Sometimes, when I meet new people and they hear my stories, the stroke, my marriage, the divorce they marvel at how much I have been through or how strong I am. Generally, I deflect their wonder by reminding them how my experience is “not that bad,” other people have been through worse; or, I say something about how its not that special, because if I can do something, any one can do it. What I don’t admit is that it was A LOT. I don’t always know how I got through it. Yes, I am strong, but I am not strong because I got through it. I am strong because I learned how to soften and care for myself, how to be resilient, as I got through it.

As we face the end of semesters, school years, and the space of summer, how will you find the things and people that replenish you?

2 Commentsto Replenishment

  1. Rick Pinzon says:

    Such a timely read as we delve into the Summer season. The past month has been one of disappointment, but at the same time, discovery and completion.

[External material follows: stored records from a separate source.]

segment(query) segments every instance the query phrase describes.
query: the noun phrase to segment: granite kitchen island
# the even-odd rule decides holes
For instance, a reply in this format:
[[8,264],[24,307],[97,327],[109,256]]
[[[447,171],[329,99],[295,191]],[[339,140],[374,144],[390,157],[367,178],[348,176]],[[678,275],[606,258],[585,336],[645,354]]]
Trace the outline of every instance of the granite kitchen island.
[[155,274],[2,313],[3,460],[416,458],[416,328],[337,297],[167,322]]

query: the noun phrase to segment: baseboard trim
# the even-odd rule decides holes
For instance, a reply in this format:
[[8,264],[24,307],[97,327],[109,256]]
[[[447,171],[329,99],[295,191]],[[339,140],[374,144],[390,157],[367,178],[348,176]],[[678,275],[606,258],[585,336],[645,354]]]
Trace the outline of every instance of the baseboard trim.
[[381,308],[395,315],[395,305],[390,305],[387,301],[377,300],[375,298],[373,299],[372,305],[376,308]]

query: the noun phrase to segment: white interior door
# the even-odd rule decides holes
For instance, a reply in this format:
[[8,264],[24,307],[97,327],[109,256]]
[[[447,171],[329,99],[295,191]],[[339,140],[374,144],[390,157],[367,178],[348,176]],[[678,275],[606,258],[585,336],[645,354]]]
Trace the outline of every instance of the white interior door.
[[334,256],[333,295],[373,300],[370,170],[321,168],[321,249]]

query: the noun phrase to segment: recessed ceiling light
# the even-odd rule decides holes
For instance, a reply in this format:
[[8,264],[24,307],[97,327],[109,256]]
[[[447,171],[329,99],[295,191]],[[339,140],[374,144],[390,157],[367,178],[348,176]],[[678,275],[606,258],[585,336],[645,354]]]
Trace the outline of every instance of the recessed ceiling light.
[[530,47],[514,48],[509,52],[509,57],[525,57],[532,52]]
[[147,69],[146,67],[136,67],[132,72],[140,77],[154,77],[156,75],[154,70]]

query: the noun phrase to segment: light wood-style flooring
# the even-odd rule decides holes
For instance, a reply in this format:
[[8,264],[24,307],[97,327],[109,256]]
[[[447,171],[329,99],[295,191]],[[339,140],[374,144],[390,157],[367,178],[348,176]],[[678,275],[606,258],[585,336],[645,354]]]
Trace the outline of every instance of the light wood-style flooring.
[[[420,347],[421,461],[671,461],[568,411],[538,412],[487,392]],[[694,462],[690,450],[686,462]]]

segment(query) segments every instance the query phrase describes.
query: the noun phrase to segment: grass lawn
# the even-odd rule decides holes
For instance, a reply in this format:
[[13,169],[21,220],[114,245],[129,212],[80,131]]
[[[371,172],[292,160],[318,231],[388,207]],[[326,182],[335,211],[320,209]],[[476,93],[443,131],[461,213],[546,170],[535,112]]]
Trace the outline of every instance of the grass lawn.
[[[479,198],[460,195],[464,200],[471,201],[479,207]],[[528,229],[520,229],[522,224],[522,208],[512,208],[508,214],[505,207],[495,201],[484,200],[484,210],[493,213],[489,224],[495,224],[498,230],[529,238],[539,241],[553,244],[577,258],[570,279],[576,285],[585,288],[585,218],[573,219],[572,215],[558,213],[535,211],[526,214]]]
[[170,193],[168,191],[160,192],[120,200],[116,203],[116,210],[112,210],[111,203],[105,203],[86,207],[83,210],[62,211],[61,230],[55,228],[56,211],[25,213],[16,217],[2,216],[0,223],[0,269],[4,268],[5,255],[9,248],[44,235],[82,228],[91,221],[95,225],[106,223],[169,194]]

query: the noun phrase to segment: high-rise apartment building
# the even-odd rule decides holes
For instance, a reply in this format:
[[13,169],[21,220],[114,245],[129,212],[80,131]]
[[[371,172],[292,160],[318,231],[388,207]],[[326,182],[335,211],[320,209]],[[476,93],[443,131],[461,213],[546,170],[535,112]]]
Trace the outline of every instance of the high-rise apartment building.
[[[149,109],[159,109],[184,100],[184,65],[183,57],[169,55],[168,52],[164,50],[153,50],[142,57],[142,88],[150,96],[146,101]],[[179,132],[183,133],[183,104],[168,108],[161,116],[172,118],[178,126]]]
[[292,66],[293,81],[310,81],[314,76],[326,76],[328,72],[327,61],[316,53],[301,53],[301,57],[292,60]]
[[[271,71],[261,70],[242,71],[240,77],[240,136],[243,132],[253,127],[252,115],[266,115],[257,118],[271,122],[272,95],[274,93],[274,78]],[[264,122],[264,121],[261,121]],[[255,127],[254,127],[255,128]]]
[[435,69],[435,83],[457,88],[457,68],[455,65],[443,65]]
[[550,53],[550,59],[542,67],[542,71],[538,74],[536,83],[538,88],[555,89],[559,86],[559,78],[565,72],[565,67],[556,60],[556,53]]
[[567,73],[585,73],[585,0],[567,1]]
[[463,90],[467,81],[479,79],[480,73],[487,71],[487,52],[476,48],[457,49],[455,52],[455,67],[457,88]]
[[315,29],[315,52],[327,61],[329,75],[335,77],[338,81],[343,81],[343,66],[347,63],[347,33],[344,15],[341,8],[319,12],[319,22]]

    A course I was working on was cancelled for the forseeable future, along with scheduled training sessions. I do not know the future of the course. There has been a whirlwind of speculation to its future. All I can do is wait and see.

    In its place, I have completed an assigned Professional Development Plan, downsized my digital clutter on my work computer and started concentrating on another course I am responsible for. (A deep review is long overdue.)

    Physically, I’m fine with the aches and pains a “Baby Boomer” can expect. Mentally, I have struggled with the cancellation of the course and with a milestone birthday coming up, I’m starting to wonder what my next adventure will be.

    Recently, I have been viewing videos about hiking the Appalachian Trail and I’m not talking day hikes either. I’m looking at thru-hiking all 2,193.1 miles from Springer Mountain in Georgia to Mount Katadin, Maine. I have always been fascinated with extreme distances. I’ve run 4 marathons. What’s the next step? Ultra-marathons? Maybe not, but the Appalachian Trail has been beckonng me for years.

    What does this have to do with self-care?

    For me, the thought of moving forward with the wrap-up of my career and having something to look forward to is important. Doing the basics, yardwork, painting, cleaning out the garage……eh, that’s ok. But hiking the AT would do more than accomplishing a home project. It would push my limits in a different direction. It would give me an extraordinary time to think and journal. It would be something I would take to the grave.

    Loved ones tell me, “You’ll be gone so long” or “It’s a lot of miles.” I say “Yes” to both.

    Maybe MY self-care is to be alone, with my thoughts, putting one foot in front of the other.

    • Brandy Lyn says:

      Sounds like you have already found your next adventure. Does it have to be a day hike or the whole trail, though? Could it be a week, two, a month? I don’t want your loved ones mad at me for encouraging you to be gone so long. (Also, I’m sorry your course was cancelled. That is so disheartening and frustrating.)